El creciente mercado de juegos de azar en Europa
¿Quién dice que Europa no puede producir unos gigantes de los juegos online? En una zona de comercio en línea, al menos, sus empresas dominan el mundo. Betfair, un líder mundial de intercambio de apuestas con sede en Londres, que fue llamado el “eBay de las apuestas deportivas” y la gran mayoría de los sitios web que permiten a la gente a jugar al póker y a otros juegos de azar o de habilidad con dinero real son basados en Europa.
En parte, esto se debe al hecho de que el 40% de todas las apuestas en línea son hechas por los europeos. Una mayor razón, sin embargo, es la prohibición de los juegos de azar en línea en América. Con su pasión para las carreras de caballos, los deportes y los casinos y gracias a su excelente tecnología en la industria de los juegos de azar, América debería ser el hogar natural de este floreciente sector. Sin embargo, la industria ha detenido a unos empresarios de la industria y ha ordenado a los bancos de poner fin a las transacciones para las empresas de juegos de azar en línea. En junio de 2009, la Comisión Europea dijo que las restricciones americanas sobre las empresas europeas de juegos de azar en línea no respetaban las normas de la Organización Mundial del Comercio.
Sin embargo, la propia Europa está profundamente dividida cuando se trata de los juegos de azar en línea. En teoría existe un único mercado, pero en la práctica sólo 13 de los 27 Estados miembros de la Unión Europea son de acuerdo con los juegos de azar en línea. Siete países restringen el sector de los juegos de azar a los monopolios del Estado o a las empresas licenciadas por él y los otros siete han seguido el ejemplo de los americanos y tratan de prohibir los juegos.

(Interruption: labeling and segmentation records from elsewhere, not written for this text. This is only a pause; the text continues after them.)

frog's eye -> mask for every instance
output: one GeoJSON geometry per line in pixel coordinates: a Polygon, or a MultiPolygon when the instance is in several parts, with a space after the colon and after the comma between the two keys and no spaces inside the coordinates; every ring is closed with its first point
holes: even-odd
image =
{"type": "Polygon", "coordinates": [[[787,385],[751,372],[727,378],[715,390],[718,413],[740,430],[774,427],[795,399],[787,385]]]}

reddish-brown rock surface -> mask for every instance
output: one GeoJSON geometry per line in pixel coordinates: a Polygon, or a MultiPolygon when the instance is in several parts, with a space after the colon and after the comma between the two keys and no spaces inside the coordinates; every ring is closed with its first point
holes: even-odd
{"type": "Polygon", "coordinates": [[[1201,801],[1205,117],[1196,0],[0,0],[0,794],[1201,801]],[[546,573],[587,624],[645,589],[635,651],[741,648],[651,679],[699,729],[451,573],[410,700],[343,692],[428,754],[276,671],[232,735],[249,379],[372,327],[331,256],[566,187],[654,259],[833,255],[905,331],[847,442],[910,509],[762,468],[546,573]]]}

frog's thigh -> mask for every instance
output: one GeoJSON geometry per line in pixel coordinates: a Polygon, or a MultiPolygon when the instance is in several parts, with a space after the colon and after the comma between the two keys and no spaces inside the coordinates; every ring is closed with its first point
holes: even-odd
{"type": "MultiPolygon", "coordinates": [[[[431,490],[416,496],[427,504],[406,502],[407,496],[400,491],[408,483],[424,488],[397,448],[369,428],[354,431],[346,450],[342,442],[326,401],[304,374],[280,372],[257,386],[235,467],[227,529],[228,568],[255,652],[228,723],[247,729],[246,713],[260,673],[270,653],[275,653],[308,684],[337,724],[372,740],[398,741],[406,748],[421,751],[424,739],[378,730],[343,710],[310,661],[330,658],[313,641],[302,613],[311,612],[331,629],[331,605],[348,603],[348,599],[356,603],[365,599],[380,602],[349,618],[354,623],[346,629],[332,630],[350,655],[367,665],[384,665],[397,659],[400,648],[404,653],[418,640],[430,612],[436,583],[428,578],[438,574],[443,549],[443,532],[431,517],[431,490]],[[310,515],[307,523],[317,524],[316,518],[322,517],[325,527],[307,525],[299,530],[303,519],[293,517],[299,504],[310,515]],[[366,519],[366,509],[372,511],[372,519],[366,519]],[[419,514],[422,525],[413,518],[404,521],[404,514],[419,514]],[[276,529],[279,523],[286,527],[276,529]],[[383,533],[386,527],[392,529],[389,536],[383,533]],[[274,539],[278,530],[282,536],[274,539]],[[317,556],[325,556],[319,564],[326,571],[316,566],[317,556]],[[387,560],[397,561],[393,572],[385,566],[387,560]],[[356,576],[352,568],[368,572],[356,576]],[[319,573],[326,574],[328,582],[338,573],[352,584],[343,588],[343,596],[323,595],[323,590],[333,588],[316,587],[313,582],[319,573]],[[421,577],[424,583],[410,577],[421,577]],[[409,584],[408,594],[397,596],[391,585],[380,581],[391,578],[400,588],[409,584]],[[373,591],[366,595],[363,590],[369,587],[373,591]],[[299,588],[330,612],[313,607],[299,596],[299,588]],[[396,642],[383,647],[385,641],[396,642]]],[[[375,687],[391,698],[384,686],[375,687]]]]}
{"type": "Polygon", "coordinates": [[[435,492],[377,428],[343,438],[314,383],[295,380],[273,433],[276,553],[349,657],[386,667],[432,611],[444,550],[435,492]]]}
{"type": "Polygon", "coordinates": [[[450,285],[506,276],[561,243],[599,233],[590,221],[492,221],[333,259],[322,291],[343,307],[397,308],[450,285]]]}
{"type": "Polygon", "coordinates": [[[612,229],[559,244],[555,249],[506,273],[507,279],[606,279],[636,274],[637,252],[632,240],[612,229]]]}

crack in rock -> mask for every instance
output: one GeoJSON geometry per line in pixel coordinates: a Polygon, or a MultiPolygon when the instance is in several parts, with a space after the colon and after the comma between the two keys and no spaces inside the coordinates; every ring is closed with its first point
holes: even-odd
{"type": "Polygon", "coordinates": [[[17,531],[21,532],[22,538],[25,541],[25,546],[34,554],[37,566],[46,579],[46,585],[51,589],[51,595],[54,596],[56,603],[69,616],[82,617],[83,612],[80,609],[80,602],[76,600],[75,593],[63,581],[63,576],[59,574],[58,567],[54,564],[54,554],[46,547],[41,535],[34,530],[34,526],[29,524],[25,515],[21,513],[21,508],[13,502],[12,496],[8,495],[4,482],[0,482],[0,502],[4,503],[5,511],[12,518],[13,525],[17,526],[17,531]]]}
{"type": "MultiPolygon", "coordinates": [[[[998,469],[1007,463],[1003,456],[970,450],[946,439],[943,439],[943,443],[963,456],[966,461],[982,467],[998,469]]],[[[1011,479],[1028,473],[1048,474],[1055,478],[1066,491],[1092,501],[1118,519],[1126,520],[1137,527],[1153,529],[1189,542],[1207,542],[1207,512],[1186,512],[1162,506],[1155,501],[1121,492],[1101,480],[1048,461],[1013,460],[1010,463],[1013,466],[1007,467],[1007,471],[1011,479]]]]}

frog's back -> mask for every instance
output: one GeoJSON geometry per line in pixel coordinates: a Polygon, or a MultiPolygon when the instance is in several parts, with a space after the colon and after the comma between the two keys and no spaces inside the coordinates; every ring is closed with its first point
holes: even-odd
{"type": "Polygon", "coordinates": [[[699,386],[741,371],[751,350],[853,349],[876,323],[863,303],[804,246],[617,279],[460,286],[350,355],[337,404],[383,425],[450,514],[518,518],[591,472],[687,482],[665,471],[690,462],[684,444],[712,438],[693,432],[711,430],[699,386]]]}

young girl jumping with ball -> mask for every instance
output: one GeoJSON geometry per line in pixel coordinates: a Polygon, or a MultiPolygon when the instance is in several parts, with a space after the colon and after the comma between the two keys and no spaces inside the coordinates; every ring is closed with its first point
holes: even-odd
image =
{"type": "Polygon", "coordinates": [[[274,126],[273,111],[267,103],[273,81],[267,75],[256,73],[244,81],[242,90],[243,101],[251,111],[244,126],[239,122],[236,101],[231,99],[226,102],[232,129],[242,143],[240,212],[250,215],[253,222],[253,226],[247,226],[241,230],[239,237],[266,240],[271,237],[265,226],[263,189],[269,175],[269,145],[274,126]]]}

Los bancos holandeses se enfrentan a la persecución si permiten la transferencia de dinero a las empresas de juegos de azar en línea en el extranjero. En Alemania, Italia y España están tratando de obligar los proveedores de servicios de Internet a bloquear el acceso a sitios web de juegos de azar. El hecho de que la Comisión Europea trata de defender el derecho de las empresas europeas de ofrecer los juegos de azar en línea, a pesar de que algunos países tratan de prohibirles, plantea preguntas difíciles acerca de cada uno de los Estados y la capacidad de anular el mercado único en las zonas sensibles.
Los políticos argumentan que la prohibición es la mejor manera de proteger a los consumidores vulnerables de un potencial pasatiempo adictivo. Pero torceduras en la ley exponen su hipocresía. En América y Europa, los monopolios locales de juegos de azar están autorizados a ofrecer el mismo tipo de apuestas que están prohibidas si se colocan en el extranjero. Esto sugiere que el principal objetivo de los gobiernos prohibicionistas es proteger los ingresos provenientes de sus monopolios de juego aprobados por el Estado.
La creencia de que pueden hacerlo intimidando los bancos y las empresas de juegos por internet en detener a los jugadores de hacer sus apuestas en el extranjero parece ingenuo. Los jugadores saben que pueden obtener mejores probabilidades al hacer las apuestas en los mercados más abiertos, donde la casa suele guardar el 3-5% de la suma apostada.
En el caso de los juegos tradicionales de apuestas o loterías la casa puede mantener tanto como un cuarto para ellos mismos. La prohibición no ha eliminado los juegos de azar en línea en los Estados Unidos: un flujo constante de juicios es prueba de su popularidad. Sin embargo, ha impulsado las empresas de juegos de azar por internet en buscar unos mercados más amigables.